Now this is a mess and it requires a trick to simplify and the trick is to multiply the top and bottom by 1 over cosine alpha, cosine beta, 1 over cosine alpha, cosine beta and this will give us a really nice result, watch what happens here. So this 1 over cosine alpha and cosine beta is going to get distributed over both of these terms in the numerator, sine alpha, cosine beta over cosine alpha, cosine beta the cosine betas will cancel and I'll have sine alpha over cosine alpha minus. So that's what happens to the first term.

The second term, I get cosine alpha, sine beta over cosine alpha, cosine beta the cosine alphas cancel and I'm left with sine beta over cosine beta, this is good. The first term in the denominator cosine alpha, cosine beta over cosine alpha cosine beta 1 plus and finally sine alpha sine, sine beta over cosine alpha, cosine beta. Sine alpha, sine beta nothing cancels here cosine alpha, cosine beta, but here is what we get, this is tangent alpha, tangent beta over 1 plus tangent alpha times tangent beta, and that's our tangent of a difference formula. Tangent of alpha minus beta is tangent alpha minus tangent alpha over 1 plus tangent alpha tangent beta.

Let's use this in a really easy example. The problem says find the tangent of 15 degrees? So you first want to express the 15 degrees as some difference that involves nice angles, angles that are special. Tangent of 45 minus 30 for example. Actually let me go with 60 minus 45, let me tell you why. If you remember the tangent of 30 degrees it's 1 over root 3 and the tangent of 60 degrees is root 3, I don't want to have any 1 over root 3s in my answers so I'm going to stays away from that one, but will give me a slightly nicer answer, so it's tangent of 60 degrees minus 45 degrees.

Now from the formula it's tangent alpha minus tangent beta so tangent 60 minus tangent 45 over 1 plus the product of the two, tangent 60, tangent 45 and that's going to give me tangent of 60 it's nice, it's root 3, tangent of 45 is 1, 1 plus and then root 3 times 1 not bas that's a pretty good answer, but usually we don't like to have radicals in the denominator so let's rationalize this.

So in order to rationalize the denominator, do you remember the trick of multiplying by the conjugate?

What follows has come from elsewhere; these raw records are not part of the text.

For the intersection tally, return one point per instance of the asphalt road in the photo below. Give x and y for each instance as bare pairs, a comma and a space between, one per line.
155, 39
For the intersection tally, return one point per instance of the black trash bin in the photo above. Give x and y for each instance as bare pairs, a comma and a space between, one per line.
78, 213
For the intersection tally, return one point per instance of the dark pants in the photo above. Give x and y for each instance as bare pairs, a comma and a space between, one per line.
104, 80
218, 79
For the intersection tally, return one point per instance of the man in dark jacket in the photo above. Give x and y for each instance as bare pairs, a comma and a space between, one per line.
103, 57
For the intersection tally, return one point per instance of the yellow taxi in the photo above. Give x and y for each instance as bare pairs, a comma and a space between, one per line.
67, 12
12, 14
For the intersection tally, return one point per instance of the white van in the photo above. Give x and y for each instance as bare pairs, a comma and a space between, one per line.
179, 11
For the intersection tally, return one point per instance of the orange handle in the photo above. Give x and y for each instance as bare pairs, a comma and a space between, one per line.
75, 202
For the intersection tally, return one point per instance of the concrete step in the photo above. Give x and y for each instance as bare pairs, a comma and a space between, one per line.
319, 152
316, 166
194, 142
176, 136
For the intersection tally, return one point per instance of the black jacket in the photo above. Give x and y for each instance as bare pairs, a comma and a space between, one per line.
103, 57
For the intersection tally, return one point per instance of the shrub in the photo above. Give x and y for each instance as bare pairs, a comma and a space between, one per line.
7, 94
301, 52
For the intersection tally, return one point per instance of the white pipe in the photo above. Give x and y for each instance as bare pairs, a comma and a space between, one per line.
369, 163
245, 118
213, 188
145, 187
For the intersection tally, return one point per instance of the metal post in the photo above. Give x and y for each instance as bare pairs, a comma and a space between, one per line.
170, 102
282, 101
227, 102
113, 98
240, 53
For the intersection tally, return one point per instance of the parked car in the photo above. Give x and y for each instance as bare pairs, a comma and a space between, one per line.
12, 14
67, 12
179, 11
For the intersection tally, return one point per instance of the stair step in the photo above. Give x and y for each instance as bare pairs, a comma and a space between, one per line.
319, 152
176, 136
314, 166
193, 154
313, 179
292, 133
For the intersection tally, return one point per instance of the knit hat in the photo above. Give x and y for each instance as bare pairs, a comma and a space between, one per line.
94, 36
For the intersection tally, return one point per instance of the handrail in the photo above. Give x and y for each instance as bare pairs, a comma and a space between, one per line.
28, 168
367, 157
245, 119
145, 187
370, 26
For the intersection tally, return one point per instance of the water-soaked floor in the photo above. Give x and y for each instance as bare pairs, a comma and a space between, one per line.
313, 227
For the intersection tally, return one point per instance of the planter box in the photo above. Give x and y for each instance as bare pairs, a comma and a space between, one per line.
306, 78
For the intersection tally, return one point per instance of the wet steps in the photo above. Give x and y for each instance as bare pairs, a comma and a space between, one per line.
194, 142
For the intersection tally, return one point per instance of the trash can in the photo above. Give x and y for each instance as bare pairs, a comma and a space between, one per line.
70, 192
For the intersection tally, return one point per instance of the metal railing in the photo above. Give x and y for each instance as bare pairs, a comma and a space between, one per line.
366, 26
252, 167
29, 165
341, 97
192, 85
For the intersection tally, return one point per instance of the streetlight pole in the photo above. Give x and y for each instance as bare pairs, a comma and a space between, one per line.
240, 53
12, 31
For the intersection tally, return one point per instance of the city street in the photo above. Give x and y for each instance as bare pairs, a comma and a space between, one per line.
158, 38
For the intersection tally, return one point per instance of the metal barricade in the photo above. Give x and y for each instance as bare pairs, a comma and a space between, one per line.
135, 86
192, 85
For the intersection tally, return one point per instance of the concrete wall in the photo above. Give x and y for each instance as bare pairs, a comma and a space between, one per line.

That's what we're going to do here except I'm going to multiply in the form, let's see 1 minus root 3, 1 minus root 3. In the denominator, I'm going to get 1² minus root 3², that's 1 minus 3. In the numerator and this is the same as well let me multiply it through, I get root 3 times 1, root 3 root 3 times negative root 3 minus 3, -1 times 1, -1 and -1 times negative root 3 plus root 3. I have a -2 on the bottom and on top I've got two root 3's minus 4. If I divide that all by -2, I get negative root 3 plus 2 and that's my answer. 2 minus root 3, that's the tangent of 15 degrees.